LLVM is the compiler (backend). The compiler used is Clang, which resides within the llvm directory. (LLVM is the name of the component of Clang that does the actual code generation, aka backend.)

Previously, the NDK used GCC as compiler. With GCC, each target architecture (arm, aarch64, x86 etc) had a separate copy of GCC built with that individual target configured. Clang/LLVM on the other hand can target any configured architecture with one single compiler executable. So with Clang, you’ll save a bit of diskspace, avoiding to have many separate compiler executables. That’s why there’s only one copy of the llvm directory tree.

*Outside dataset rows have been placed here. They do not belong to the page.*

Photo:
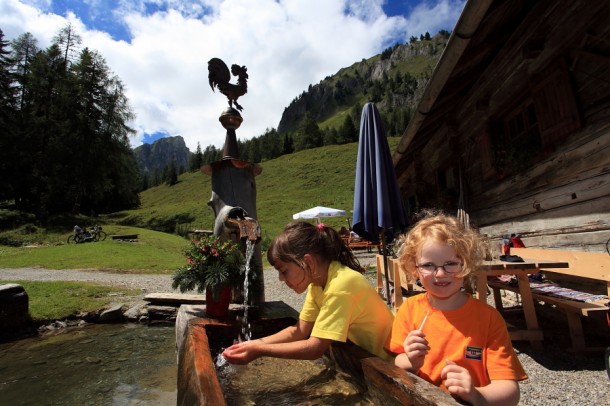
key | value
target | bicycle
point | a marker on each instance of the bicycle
(98, 234)
(79, 235)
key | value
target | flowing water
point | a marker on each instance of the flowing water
(282, 382)
(118, 364)
(246, 332)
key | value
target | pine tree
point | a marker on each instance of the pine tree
(8, 130)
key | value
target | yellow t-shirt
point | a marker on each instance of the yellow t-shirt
(349, 308)
(474, 336)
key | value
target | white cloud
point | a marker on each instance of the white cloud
(286, 45)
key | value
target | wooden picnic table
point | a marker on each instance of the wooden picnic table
(521, 270)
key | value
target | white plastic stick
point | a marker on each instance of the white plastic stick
(424, 321)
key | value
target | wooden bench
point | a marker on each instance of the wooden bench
(586, 270)
(395, 273)
(360, 244)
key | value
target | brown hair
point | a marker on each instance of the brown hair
(302, 238)
(468, 243)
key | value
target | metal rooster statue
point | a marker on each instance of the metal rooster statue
(220, 76)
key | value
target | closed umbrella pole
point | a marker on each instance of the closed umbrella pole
(378, 208)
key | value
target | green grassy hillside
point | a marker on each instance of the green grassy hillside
(289, 184)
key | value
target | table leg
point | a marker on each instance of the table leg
(482, 286)
(531, 320)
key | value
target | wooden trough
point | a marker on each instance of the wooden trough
(198, 337)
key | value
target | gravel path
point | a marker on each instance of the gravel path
(556, 377)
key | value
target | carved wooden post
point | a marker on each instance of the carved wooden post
(233, 186)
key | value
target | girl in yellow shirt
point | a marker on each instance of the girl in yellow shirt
(340, 305)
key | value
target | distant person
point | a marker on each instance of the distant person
(445, 336)
(340, 305)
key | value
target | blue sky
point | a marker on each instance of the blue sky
(160, 49)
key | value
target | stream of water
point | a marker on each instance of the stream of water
(102, 364)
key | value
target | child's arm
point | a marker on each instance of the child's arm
(416, 347)
(499, 392)
(292, 342)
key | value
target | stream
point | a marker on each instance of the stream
(99, 364)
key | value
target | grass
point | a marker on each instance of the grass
(61, 300)
(289, 184)
(155, 253)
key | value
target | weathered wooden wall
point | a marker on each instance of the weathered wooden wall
(562, 200)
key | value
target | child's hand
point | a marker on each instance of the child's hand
(241, 353)
(416, 347)
(458, 382)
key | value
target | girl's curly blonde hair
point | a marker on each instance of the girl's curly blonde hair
(441, 228)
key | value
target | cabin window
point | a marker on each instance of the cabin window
(448, 181)
(545, 114)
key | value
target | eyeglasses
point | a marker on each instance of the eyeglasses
(448, 268)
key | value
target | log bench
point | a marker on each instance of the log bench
(586, 270)
(397, 278)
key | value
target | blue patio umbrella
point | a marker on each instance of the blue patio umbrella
(378, 207)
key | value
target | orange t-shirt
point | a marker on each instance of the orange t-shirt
(473, 336)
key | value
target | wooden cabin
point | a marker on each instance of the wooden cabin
(514, 125)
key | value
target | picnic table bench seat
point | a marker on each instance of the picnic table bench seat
(574, 303)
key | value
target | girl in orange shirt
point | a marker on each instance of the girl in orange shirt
(444, 335)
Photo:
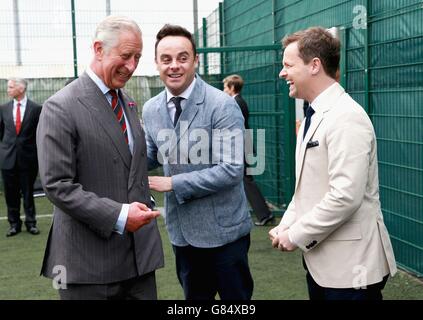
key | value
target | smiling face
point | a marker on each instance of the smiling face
(15, 90)
(116, 65)
(176, 63)
(296, 73)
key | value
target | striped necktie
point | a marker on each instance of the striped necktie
(118, 110)
(309, 114)
(177, 102)
(18, 118)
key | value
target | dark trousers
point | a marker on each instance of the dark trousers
(255, 198)
(19, 181)
(139, 288)
(372, 292)
(204, 272)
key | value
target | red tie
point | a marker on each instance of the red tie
(18, 118)
(117, 109)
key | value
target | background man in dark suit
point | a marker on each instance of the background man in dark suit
(93, 167)
(232, 85)
(18, 155)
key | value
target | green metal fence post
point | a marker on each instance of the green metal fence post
(75, 57)
(343, 62)
(366, 63)
(222, 37)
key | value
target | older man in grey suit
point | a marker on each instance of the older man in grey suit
(93, 167)
(206, 209)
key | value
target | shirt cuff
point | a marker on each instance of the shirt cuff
(290, 238)
(123, 216)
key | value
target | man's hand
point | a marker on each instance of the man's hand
(280, 239)
(138, 215)
(161, 184)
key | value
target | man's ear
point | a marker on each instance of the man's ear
(316, 65)
(98, 49)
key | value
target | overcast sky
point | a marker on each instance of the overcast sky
(45, 28)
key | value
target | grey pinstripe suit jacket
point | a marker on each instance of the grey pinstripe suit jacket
(87, 171)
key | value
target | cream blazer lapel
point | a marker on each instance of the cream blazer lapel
(302, 144)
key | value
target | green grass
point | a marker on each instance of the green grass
(277, 275)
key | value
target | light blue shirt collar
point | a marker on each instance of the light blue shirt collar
(184, 94)
(100, 84)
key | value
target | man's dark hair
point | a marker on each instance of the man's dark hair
(174, 30)
(317, 42)
(234, 81)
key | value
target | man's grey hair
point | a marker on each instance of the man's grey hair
(109, 30)
(19, 81)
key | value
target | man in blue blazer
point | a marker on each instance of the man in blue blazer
(196, 132)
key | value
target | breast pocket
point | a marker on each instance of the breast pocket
(348, 231)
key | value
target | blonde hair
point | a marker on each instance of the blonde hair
(109, 30)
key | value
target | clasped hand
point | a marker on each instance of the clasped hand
(280, 239)
(139, 215)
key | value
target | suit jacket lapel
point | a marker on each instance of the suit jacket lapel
(96, 103)
(317, 119)
(326, 104)
(137, 134)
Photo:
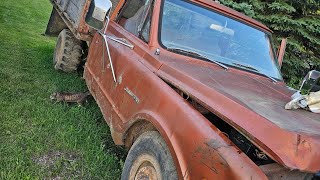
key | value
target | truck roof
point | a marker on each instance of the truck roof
(232, 13)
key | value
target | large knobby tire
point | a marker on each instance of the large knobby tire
(68, 52)
(149, 159)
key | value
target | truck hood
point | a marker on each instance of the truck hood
(255, 107)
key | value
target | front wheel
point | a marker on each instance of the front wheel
(149, 159)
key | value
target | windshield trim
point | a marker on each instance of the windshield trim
(269, 34)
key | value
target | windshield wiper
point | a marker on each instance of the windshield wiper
(199, 56)
(254, 69)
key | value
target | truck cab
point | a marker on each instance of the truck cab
(194, 90)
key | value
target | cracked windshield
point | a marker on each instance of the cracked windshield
(190, 28)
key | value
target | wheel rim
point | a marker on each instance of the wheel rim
(146, 172)
(145, 167)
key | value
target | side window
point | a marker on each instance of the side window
(135, 17)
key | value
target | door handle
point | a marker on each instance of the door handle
(121, 41)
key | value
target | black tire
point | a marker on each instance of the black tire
(149, 158)
(68, 52)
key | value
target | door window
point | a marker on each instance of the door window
(136, 18)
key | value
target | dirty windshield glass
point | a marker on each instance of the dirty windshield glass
(192, 28)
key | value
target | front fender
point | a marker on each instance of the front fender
(199, 149)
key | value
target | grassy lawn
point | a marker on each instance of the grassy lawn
(40, 139)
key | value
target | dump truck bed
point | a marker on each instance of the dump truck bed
(70, 14)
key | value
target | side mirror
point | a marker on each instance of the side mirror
(281, 51)
(98, 11)
(311, 83)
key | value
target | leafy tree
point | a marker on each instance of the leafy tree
(297, 20)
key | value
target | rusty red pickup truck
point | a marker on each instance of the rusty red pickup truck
(192, 88)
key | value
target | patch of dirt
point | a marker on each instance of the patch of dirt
(59, 165)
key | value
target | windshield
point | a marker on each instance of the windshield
(193, 28)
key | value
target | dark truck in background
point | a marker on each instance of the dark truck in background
(175, 90)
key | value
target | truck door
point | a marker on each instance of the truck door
(130, 28)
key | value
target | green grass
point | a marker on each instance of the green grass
(40, 139)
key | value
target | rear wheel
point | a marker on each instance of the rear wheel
(68, 52)
(149, 159)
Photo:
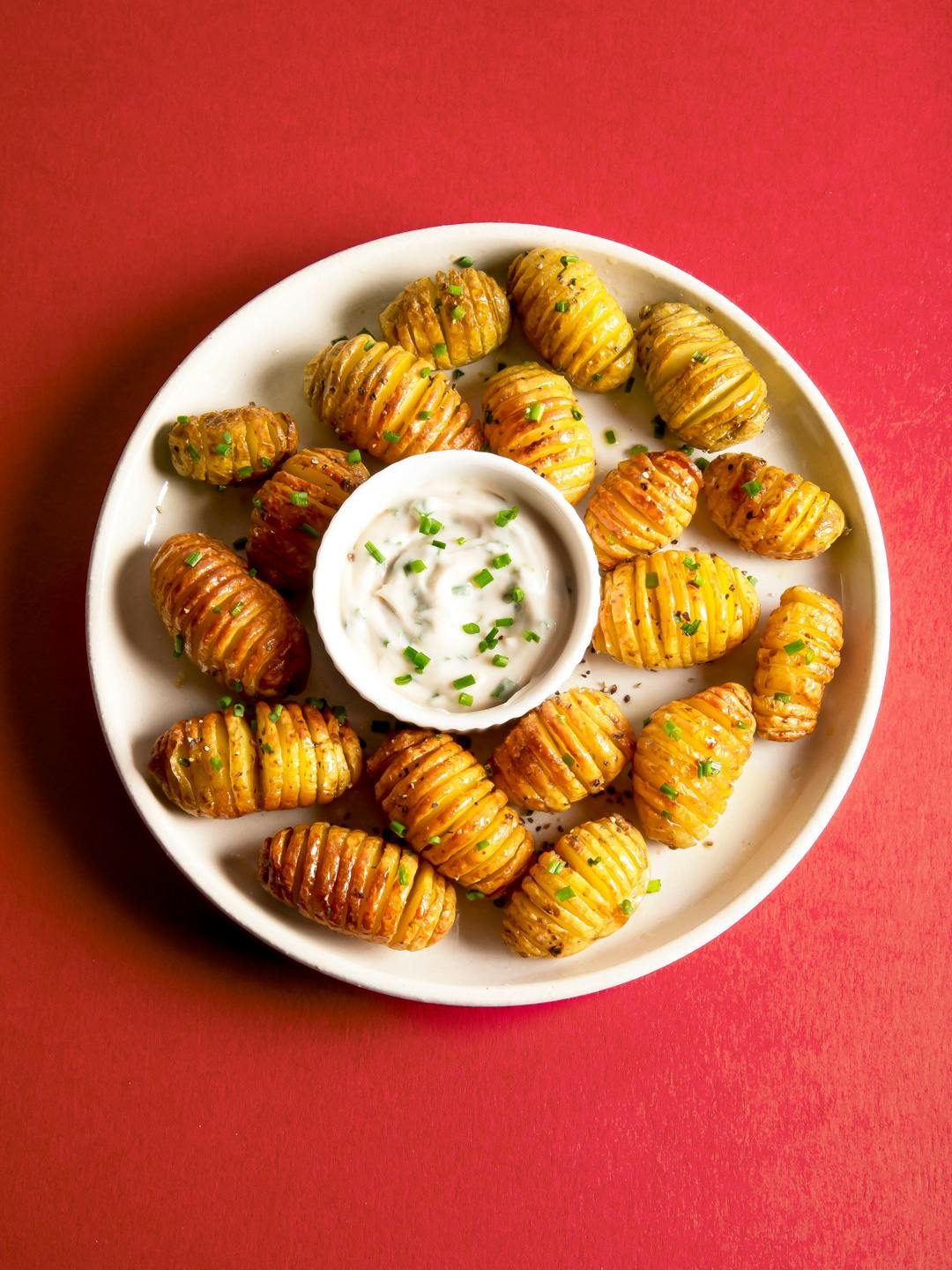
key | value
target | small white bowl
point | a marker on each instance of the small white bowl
(417, 478)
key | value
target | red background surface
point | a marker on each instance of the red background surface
(173, 1094)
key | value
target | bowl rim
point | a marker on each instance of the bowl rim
(433, 467)
(392, 983)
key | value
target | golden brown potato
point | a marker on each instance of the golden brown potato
(768, 511)
(674, 609)
(227, 447)
(582, 891)
(570, 319)
(441, 799)
(641, 505)
(387, 401)
(452, 320)
(532, 417)
(703, 384)
(292, 511)
(687, 761)
(798, 657)
(576, 743)
(351, 882)
(262, 757)
(235, 628)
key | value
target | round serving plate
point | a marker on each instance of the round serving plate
(787, 791)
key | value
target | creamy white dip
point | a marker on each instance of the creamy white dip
(456, 587)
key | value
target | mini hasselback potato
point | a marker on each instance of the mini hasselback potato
(227, 447)
(387, 401)
(453, 319)
(583, 889)
(687, 759)
(260, 757)
(532, 417)
(450, 811)
(770, 511)
(576, 743)
(292, 511)
(674, 609)
(233, 626)
(352, 882)
(570, 318)
(799, 654)
(641, 505)
(703, 384)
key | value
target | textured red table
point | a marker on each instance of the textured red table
(175, 1094)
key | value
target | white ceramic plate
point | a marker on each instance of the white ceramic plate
(787, 793)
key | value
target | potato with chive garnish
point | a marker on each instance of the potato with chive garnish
(358, 884)
(257, 757)
(227, 447)
(585, 888)
(703, 384)
(799, 654)
(453, 319)
(687, 761)
(387, 401)
(532, 417)
(570, 318)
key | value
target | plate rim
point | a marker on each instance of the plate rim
(727, 915)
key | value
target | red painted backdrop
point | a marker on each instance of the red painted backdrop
(175, 1094)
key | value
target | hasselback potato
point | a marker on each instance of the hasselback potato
(260, 757)
(703, 384)
(570, 318)
(687, 761)
(674, 609)
(227, 447)
(387, 401)
(532, 417)
(582, 891)
(576, 743)
(641, 505)
(292, 511)
(351, 882)
(233, 626)
(770, 511)
(453, 319)
(799, 654)
(441, 799)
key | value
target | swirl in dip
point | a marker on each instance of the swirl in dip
(456, 597)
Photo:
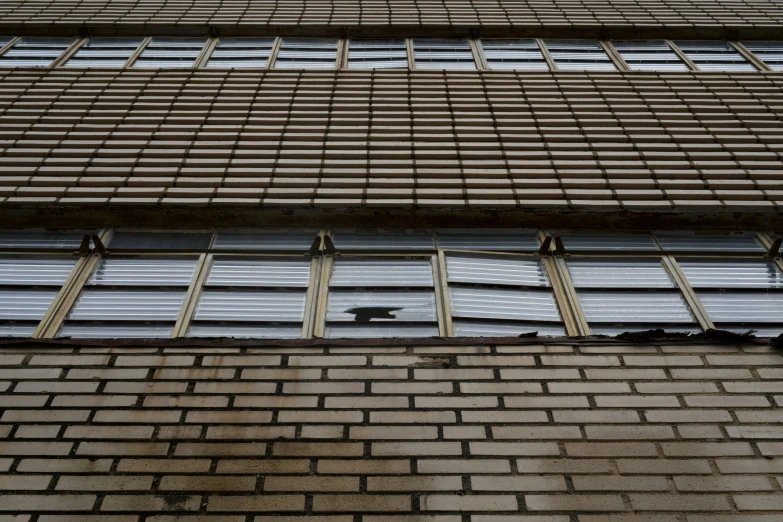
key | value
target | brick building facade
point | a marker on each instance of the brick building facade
(389, 261)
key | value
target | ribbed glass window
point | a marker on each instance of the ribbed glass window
(307, 53)
(738, 295)
(241, 53)
(619, 295)
(164, 51)
(125, 294)
(579, 55)
(495, 295)
(35, 52)
(381, 297)
(377, 54)
(507, 54)
(649, 55)
(430, 53)
(715, 56)
(104, 52)
(253, 297)
(771, 53)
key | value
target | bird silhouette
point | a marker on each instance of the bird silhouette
(364, 314)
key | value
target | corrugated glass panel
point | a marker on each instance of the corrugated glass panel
(98, 304)
(709, 242)
(259, 331)
(24, 304)
(579, 55)
(116, 331)
(523, 55)
(491, 329)
(41, 239)
(165, 51)
(771, 53)
(298, 241)
(35, 52)
(160, 240)
(743, 307)
(357, 331)
(365, 306)
(307, 53)
(443, 54)
(634, 307)
(649, 55)
(511, 304)
(358, 240)
(104, 52)
(613, 242)
(509, 240)
(715, 56)
(251, 305)
(274, 273)
(144, 271)
(17, 329)
(241, 53)
(641, 273)
(724, 274)
(505, 271)
(374, 273)
(35, 271)
(377, 54)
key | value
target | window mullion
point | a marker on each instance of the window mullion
(55, 316)
(442, 299)
(688, 293)
(192, 295)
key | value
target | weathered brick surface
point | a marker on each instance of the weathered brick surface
(416, 141)
(648, 433)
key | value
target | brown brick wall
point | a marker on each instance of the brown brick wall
(392, 140)
(558, 433)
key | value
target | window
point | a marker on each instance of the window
(307, 53)
(253, 297)
(579, 55)
(35, 52)
(104, 52)
(715, 56)
(386, 297)
(523, 55)
(771, 53)
(241, 53)
(649, 55)
(377, 54)
(170, 52)
(443, 54)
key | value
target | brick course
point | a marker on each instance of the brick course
(683, 433)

In NDK r17, you have both GCC and Clang compilers available; Clang is used by default but GCC is still available for projects that haven’t been able to migrate to using Clang yet. In newer NDK versions, the old GCC is removed.

In the newer NDK versions, even if GCC is removed, the architecture specific directories like aarch64-linux-android-4.9 are still kept around, as the GNU binutils (minor tools used by the build process) are still used, and those also come in one copy per architecture (even though they technically might work across architectures).

And as for why building for e.g. arm also mentions x86_64; when you are running Clang or GCC, you are running an executable for your build computer which runs x86_64, hence the prebuilt/linux-x86_64 part of the paths.